Bone Plates

Bone Plates

Bone plates work like internal splints which hold together the fractured parts of a bone. These plates are available in all size, thicknesses, and shapes to suit the bone. Over the years, developments in material science and engineering have led to the evolution of different shapes and size of the plates for clinical use.

In the initial phase of development of plates, surgeons such as Lane and Lambote used them to merely fix two bone fragments in approximate alignment. There were frequent Mechanical failures due to the metal reaction, inadequate design of screws and plates, etc.

The first use of interfragmentary compression by applying for plates under tension along the longitudinal axis of the bone was by Danis, a Belgian surgeon in 1949. The concept was further explored and perfected thereafter by Muller and the AO group.

A bone plate has two mechanical functions. It transmits forces from one end of the bone to the other, bypassing the area of fractures and thus protecting them. Throughout the healing process, it also holds the fracture ends together while maintaining proper alignment of the fragment.

Classification –

The names given to bone plates can refer to the shape of the plates (semi-tubular or one-third tubular plate), or some time to the width of the plate (broad or narrow plate). A name may be derived from the shape of the screw holes (round hole plate), or from the surface contact characteristics of the plate (low contact), or from the intended site of application (condylar plate).

Regardless of their geometry, configuration, length, thickness, or types of holes, all plates may be classified into four groups according to their function.

  1. Neutralization Plates
  2. Compression Plates
  3. Buttress Plates
  4. Condylar Plates

Neutralization Plate –

A neutralization plate transmits various forces from one end of the bone to the other, bypassing the area of the fracture and acts as a ‘bridge’. Its main function is to maintain a mechanical link between the healthy segments of bone above and below the fracture. Such a plate does not produce compression at the fracture site.

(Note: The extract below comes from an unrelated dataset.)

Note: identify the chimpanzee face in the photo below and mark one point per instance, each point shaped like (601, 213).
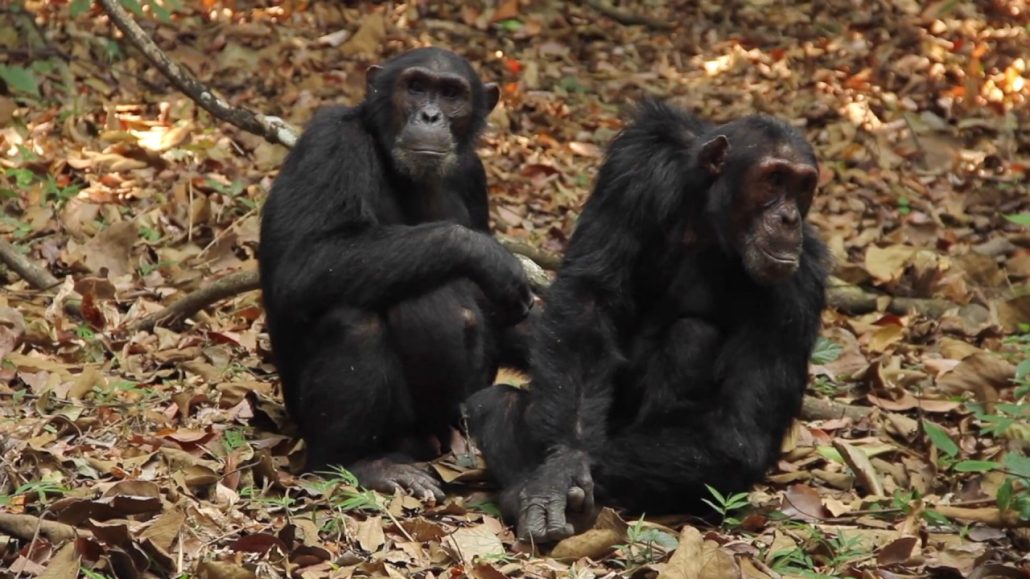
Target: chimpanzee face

A plate used in combination with a lag screw is also a neutralization plate, counteracting the torsional, bending and shearing forces that tend to disrupt the screw. Besides this, the lag screw contributes to the interfragmentary compression and stability. The neutralization plate merely protects the lag screw, allowing mobilization of the extremity.

In exceptional circumstances, a neutralization plate can produce compression at the fracture site, if the geometry of the fracture permits it.

The most common clinical application of the neutralization plate is to protect the screw fixation of a short oblique fracture of a long bone. Also, for the fixation of a segmental bone defect in combination with bone grafting.